Wood remains surprisingly bullish for a president about to lose his constituency, but he maintains that the future of the "three screens" convergence—mobile devices like phones, televisions, and computers--necessitates a robust, high-speed PAN standard as part of the mix. "The market's evolving: we were in a state where the PC and the settop box and the phone were extremely different market segments. We're moving into a state where they're the same segment," he said.
"The mobile device is the common element that communicates between them," he added, referring to this ecosystem of devices. "They're all going to end up dealing with the same platform, the same applications, the same general requirements."
While streaming video doesn't fit specifically in either Bluetooth or Wireless USB, Wood said that this convergence would require both groups to have such standards. (The only firm actively pursuing its own video standard over UWB was Tzero. See "Cutting the cord: the state of wireless HD video links," for the rest of what's happening in wireless high definition.)
Ultimately, Wood said that both UWB and in-process 60GHz networking would likely be paired for their complementary characteristics: UWB for interference resistance and penetration; 60GHz for its line-of-sight high throughput within a single room or space.
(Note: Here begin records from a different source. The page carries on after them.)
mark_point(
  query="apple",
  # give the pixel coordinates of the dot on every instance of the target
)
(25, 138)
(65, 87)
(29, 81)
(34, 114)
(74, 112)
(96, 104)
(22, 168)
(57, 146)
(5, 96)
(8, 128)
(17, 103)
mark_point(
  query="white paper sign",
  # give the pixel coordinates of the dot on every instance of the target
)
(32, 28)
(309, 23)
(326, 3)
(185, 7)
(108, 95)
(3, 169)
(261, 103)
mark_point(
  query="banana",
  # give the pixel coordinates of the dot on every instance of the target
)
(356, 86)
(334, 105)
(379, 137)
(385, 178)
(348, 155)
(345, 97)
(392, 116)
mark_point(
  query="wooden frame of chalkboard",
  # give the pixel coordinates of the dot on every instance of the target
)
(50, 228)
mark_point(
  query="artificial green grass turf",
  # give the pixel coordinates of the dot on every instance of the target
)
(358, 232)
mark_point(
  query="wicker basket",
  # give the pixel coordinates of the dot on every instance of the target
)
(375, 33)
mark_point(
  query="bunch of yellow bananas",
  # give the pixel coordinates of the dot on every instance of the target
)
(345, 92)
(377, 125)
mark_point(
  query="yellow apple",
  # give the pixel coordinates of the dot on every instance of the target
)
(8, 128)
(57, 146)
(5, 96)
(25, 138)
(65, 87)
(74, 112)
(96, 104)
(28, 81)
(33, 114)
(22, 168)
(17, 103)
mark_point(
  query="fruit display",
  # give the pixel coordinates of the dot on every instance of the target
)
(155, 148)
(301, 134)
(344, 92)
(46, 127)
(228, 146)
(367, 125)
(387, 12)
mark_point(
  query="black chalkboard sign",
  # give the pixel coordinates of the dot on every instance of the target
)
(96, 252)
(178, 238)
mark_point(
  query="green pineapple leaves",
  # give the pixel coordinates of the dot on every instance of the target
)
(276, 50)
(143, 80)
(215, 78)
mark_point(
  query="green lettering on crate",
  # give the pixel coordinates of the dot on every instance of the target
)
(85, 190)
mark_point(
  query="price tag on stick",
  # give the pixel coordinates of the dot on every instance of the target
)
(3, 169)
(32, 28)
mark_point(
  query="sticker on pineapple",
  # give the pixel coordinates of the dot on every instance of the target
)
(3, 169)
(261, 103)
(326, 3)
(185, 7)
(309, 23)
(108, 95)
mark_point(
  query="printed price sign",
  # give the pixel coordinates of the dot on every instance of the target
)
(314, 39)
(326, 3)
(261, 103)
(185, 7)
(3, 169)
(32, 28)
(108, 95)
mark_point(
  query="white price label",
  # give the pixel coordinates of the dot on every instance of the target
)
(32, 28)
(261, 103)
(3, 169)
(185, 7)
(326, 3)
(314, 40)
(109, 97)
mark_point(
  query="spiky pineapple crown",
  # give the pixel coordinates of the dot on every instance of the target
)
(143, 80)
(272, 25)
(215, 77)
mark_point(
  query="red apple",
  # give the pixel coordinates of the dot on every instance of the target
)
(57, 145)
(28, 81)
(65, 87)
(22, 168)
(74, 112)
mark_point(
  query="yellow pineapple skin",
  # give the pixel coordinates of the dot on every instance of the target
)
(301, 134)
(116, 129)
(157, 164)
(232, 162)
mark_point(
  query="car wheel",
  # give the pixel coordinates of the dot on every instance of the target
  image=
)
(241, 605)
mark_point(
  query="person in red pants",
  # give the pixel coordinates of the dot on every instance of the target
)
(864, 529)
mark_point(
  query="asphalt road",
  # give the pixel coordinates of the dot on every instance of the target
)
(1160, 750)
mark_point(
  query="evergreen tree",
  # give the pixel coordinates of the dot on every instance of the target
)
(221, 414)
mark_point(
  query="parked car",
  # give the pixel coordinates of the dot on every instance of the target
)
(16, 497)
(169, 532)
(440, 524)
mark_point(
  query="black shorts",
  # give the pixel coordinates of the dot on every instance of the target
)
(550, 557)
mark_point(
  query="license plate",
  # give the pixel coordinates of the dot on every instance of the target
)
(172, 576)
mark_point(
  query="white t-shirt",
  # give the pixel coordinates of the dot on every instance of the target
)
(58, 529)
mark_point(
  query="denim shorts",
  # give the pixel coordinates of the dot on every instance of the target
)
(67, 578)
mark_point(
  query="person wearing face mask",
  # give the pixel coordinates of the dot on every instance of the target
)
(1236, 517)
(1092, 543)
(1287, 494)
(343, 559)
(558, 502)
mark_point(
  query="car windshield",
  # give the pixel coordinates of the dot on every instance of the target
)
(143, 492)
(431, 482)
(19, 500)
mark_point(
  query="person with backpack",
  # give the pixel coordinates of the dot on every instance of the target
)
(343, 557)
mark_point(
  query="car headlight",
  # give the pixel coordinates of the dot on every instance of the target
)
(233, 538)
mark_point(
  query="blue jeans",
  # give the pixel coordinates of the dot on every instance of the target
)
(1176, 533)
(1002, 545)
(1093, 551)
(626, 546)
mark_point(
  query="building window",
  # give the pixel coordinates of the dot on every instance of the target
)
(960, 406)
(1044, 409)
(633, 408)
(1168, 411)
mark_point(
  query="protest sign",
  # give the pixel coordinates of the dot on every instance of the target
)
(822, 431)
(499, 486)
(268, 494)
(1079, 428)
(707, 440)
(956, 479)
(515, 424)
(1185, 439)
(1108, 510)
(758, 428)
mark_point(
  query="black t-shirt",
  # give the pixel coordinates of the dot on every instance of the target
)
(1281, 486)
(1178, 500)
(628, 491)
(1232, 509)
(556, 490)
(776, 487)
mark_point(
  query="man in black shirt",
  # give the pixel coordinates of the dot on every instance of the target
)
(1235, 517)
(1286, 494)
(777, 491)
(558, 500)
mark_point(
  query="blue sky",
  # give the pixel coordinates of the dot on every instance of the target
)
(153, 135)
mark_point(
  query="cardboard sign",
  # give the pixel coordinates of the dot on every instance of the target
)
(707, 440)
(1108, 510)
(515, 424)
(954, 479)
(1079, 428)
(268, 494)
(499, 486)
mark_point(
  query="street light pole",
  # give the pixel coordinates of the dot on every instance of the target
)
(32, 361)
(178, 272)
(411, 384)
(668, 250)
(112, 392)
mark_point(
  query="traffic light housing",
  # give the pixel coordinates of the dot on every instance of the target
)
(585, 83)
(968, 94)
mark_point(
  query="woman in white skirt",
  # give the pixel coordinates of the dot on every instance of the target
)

The Bluetooth SIG, meanwhile, has developed a parallel effort for faster rates using 802.11 technology for bursting file transfers. The Bluetooth 3.0 + High Speed standard, expected to be approved by the SIG by the end of April, works with two compatible Bluetooth modules. The two coordinate a switch to 802.11 (not technically Wi-Fi, a certified version of 802.11 standards) to move large files.
Once a file-transfer is complete, the devices coordinate a switch back to the slower and backwards-compatible 3.0Mbps rate of earlier Bluetooth releases, which consumes less power and bandwidth. Chips with Bluetooth 3.0 + High Speed will be out later this year, with devices incorporating the technology expected in volume in 2010, the Bluetooth SIG's director Foley said.